4 Public Health Claims Covering Type 2 Diabetes and the Mediterranean Diet
Everyone has an opinion on the best diet to follow to prevent or help manage type 2 diabetes. Let's take a look at what some of the top diabetes organizations have to say:
1. IDF - International Diabetes Federation
IDF mentions how some research shows that up to 80% of cases of type 2 diabetes can actually be prevented by a healthy diet (1). They go further to state that a healthy diet includes, “replacing saturated fats (eg. cream, cheese, butter) with unsaturated fats (eg. avocado, nuts, olive and vegetable oils)” (1).
IDF shares its recommendations for a healthy diet for both diabetic and the general population. They recommend choosing unsaturated fats like extra virgin olive oil, instead of saturated fats such as butter, coconut oil, and margarine. (2).
2. ADA - American Diabetes Association
The ADA recommends eating more monounsaturated and polyunsaturated fats (3).

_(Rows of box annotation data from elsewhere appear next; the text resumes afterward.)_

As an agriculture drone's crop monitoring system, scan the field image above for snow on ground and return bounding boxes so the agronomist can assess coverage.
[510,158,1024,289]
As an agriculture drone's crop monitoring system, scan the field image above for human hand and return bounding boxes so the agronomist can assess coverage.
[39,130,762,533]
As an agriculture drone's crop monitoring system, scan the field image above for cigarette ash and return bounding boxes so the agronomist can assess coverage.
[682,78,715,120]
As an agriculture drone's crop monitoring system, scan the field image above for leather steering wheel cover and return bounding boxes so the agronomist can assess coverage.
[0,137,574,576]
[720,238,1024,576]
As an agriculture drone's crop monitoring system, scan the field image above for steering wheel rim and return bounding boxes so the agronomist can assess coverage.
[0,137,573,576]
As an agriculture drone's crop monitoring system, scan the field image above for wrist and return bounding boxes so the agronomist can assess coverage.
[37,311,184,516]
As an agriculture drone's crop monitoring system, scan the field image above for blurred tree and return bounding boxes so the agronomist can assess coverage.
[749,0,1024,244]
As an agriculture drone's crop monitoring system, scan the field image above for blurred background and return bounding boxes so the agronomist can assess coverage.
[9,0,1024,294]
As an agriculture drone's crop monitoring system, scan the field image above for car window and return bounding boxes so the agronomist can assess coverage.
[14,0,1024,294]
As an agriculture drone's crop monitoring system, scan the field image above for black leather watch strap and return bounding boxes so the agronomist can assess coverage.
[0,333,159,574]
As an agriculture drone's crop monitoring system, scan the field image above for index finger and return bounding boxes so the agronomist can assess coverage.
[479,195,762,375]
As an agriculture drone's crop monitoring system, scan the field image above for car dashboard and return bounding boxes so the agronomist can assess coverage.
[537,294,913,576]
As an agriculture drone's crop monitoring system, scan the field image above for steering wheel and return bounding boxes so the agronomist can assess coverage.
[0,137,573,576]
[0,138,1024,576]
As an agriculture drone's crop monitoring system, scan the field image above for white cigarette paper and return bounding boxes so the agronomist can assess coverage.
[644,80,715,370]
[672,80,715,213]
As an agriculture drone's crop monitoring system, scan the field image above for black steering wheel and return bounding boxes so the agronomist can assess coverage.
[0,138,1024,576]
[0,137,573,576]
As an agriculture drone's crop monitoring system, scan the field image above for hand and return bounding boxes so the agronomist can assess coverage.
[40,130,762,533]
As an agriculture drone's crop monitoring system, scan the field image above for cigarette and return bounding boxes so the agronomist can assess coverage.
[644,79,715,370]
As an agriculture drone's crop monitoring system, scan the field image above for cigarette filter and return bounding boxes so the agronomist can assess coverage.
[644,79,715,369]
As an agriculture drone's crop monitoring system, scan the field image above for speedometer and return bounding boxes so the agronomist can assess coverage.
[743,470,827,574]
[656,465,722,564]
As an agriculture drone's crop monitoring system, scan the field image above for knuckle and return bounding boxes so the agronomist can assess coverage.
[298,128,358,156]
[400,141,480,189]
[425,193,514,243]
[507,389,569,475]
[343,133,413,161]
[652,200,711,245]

Extra virgin olive oil is a great source of monounsaturated fat, and fish like salmon and trout are good sources for polyunsaturated fats.
The ADA discusses ways to incorporate more monounsaturated fats into your diet, including substituting olive oil instead of saturated fats like butter or margarine (4).
3. Diabetes Canada - Canadian Diabetes Association
Diabetes Canada shares in their Diabetes Care Quick Reference Guide that type 2 diabetics should be following a healthy dietary pattern, which they mention as the Mediterranean diet and low glycemic index diet (5).
Diabetes Canada also offers resources to help prevent type 2 diabetes. They state that eating healthy is one of the main ways to reduce your risk of developing diabetes and the diets they mention as helpful tools to reduce your risk of type 2 diabetes development are the DASH Diet and Mediterranean diet (6). They speak even further about the Mediterranean diet and state that it may have benefits for cardiovascular health for those who are overweight and have type 2 diabetes (6). Diabetes Canada mentions the following foods as helping to prevent diabetes, vegetables, whole grains, oily fish, nuts, and olive oil (6). It is no coincidence that these foods are also key components in the Mediterranean diet.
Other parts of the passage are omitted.